Abstract: Modern medicine has given us effective tools to treat some of the most significant and burdensome diseases. At the same time, it is becoming consistently more challenging to develop new therapeutics: clinical trial success rates hover around the mid-single-digit range; the pre-tax R&D cost to develop a new drug (once failures are incorporated) is estimated to be greater than $2.5B; and the rate of return on drug development investment has been decreasing linearly year by year, and some analyses estimate that it will hit 0% before 2020. A key contributor to this trend is that the drug development process involves multiple steps, each of which involves a complex and protracted experiment that often fails. We believe that, for many of these phases, it is possible to develop machine learning models to help predict the outcome of these experiments, and that those models, while inevitably imperfect, can outperform predictions based on traditional heuristics. The key will be to train powerful ML techniques on sufficient amounts of high-quality, relevant data. To achieve this goal, we are bringing together cutting edge methods in functional genomics and lab automation to build a bio-data factory that can produce relevant biological data at scale, allowing us to create large, high-quality datasets that enable the development of novel ML models. Our first goal is to engineer in vitro models of human disease that, via the use of appropriate ML models, are able to provide good predictions regarding the effect of interventions on human clinical phenotypes. Our ultimate goal is to develop a new approach to drug development that uses high-quality data and ML models to design novel, safe, and effective therapies that help more people, faster, and at a lower cost.

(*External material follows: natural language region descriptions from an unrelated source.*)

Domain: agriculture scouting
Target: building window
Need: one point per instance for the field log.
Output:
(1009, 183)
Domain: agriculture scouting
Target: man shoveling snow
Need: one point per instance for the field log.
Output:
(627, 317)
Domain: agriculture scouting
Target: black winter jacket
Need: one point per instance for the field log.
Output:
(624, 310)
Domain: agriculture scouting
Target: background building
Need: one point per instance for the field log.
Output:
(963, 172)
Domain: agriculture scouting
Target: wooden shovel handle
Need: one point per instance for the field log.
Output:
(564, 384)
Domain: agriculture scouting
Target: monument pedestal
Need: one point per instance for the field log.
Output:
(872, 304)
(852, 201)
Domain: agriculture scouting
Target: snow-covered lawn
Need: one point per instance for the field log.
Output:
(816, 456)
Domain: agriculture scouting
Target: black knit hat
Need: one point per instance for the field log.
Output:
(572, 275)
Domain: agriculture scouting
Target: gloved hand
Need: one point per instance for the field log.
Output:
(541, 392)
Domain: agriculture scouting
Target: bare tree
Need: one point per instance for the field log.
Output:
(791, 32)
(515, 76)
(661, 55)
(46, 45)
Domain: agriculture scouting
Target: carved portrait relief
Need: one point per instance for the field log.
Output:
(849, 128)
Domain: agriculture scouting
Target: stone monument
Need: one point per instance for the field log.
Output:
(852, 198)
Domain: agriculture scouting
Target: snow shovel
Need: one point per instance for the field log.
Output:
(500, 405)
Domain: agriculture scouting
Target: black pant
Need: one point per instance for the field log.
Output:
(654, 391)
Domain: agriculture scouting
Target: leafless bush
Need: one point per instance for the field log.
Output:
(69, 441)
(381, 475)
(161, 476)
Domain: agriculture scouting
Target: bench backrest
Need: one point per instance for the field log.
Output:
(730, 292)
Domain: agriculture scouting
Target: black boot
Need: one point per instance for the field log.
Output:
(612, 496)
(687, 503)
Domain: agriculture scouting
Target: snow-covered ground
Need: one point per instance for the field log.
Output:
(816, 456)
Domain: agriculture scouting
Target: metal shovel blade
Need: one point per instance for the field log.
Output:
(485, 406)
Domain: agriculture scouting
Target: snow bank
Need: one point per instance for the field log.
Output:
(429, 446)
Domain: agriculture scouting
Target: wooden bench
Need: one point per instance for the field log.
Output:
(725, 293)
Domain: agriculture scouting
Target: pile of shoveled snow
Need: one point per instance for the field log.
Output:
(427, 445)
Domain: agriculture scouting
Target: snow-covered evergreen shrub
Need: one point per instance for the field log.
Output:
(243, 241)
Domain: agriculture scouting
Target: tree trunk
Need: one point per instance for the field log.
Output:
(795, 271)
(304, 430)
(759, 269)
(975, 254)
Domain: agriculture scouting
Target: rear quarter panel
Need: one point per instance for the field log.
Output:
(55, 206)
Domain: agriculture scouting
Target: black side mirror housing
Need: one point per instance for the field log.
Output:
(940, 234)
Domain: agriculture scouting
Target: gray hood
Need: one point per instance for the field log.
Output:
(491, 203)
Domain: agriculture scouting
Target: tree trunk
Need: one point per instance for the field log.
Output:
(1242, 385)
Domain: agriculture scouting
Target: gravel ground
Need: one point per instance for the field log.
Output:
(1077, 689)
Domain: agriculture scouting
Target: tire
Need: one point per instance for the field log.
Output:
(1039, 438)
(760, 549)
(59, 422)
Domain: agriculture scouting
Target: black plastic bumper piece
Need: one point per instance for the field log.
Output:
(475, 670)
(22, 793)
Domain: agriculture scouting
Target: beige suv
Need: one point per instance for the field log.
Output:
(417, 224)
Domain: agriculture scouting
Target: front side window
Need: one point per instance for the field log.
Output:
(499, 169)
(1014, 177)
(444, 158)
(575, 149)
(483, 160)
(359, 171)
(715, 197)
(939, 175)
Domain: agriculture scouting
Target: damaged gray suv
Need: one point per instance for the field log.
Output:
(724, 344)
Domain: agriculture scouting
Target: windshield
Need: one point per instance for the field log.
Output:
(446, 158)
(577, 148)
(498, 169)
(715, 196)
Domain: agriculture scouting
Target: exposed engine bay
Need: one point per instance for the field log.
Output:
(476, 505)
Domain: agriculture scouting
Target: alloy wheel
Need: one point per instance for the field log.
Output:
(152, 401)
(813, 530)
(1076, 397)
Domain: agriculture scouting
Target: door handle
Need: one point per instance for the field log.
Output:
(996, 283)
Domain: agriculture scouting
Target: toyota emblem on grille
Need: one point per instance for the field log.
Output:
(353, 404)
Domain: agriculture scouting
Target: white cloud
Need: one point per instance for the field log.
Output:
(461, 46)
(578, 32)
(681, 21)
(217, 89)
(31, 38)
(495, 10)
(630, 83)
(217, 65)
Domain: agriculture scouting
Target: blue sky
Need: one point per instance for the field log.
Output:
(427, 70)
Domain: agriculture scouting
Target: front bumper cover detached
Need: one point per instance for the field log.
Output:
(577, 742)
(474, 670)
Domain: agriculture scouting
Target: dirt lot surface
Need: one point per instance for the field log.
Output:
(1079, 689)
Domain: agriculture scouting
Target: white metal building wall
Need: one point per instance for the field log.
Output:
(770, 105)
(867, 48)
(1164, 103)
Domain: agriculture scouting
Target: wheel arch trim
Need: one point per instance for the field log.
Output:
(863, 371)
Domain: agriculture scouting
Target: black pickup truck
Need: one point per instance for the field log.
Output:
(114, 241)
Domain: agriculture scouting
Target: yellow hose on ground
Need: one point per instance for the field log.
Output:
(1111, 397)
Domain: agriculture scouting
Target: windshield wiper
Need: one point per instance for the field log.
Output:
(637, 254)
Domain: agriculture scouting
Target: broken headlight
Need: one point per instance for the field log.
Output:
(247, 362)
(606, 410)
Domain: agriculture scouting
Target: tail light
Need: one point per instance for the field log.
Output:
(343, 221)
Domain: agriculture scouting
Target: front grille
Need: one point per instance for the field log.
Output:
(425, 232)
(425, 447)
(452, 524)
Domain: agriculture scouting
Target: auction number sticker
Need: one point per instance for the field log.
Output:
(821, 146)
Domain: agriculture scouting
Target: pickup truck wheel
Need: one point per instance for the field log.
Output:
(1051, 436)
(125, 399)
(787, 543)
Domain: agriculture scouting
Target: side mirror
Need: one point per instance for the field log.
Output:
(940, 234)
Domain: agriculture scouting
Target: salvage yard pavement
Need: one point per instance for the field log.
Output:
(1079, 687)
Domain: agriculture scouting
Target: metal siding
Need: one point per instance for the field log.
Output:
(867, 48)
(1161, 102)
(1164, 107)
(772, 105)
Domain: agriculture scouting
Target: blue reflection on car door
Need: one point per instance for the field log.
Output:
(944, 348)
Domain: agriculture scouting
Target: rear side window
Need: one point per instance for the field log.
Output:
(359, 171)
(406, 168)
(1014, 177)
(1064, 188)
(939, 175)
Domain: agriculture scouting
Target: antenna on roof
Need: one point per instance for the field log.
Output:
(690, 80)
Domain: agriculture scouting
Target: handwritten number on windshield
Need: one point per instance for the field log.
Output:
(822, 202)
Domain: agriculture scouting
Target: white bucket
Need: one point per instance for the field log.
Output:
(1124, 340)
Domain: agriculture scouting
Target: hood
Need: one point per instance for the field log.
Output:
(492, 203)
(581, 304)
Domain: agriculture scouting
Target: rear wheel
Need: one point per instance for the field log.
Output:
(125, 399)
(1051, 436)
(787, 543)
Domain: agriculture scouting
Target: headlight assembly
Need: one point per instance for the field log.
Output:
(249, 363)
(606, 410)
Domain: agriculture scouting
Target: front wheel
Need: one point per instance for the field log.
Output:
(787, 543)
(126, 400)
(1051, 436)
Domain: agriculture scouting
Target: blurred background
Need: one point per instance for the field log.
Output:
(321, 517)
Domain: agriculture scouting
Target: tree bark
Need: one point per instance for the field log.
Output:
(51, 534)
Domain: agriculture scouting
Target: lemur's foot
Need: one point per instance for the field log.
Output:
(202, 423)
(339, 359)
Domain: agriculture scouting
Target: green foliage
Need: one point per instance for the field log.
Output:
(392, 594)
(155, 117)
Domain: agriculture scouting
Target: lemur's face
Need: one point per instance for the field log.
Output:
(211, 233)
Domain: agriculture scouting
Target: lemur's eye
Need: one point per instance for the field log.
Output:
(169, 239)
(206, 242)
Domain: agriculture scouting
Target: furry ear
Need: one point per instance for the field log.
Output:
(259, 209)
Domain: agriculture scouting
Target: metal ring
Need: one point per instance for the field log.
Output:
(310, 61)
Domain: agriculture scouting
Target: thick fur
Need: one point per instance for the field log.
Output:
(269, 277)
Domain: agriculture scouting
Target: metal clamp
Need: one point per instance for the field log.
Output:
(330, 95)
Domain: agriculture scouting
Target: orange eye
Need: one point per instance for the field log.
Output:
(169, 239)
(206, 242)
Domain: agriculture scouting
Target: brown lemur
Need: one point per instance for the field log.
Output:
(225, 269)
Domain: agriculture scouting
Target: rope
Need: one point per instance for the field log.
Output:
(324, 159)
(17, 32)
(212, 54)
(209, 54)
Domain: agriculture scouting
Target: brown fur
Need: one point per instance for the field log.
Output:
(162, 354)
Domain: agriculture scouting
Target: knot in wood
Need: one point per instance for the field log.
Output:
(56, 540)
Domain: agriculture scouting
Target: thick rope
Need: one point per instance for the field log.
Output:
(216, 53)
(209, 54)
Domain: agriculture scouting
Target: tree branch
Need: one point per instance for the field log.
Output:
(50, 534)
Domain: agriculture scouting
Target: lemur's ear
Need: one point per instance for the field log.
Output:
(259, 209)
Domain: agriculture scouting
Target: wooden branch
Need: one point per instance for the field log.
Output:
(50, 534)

Bio: Daphne Koller is CEO and Founder of insitro, a company using machine learning and high-throughput biology to transform drug discovery. Daphne was the Rajeev Motwani Professor of Computer Science at Stanford University, where she served on the faculty for 18 years. She was the co-founder, co-CEO and President of Coursera for 5 years, and Chief Computing Officer of Calico, an Alphabet company in the healthcare space. She is the author of over 200 refereed publications appearing in venues such as Science, Cell, and Nature Genetics. Daphne was recognized as one of TIME Magazine’s 100 most influential people in 2012. She received the MacArthur Foundation Fellowship in 2004 and the ACM Prize in Computing in 2008. She was inducted into the National Academy of Engineering in 2011 and elected a fellow of the American Academy of Arts and Sciences in 2014 and of the International Society of Computational Biology in 2017.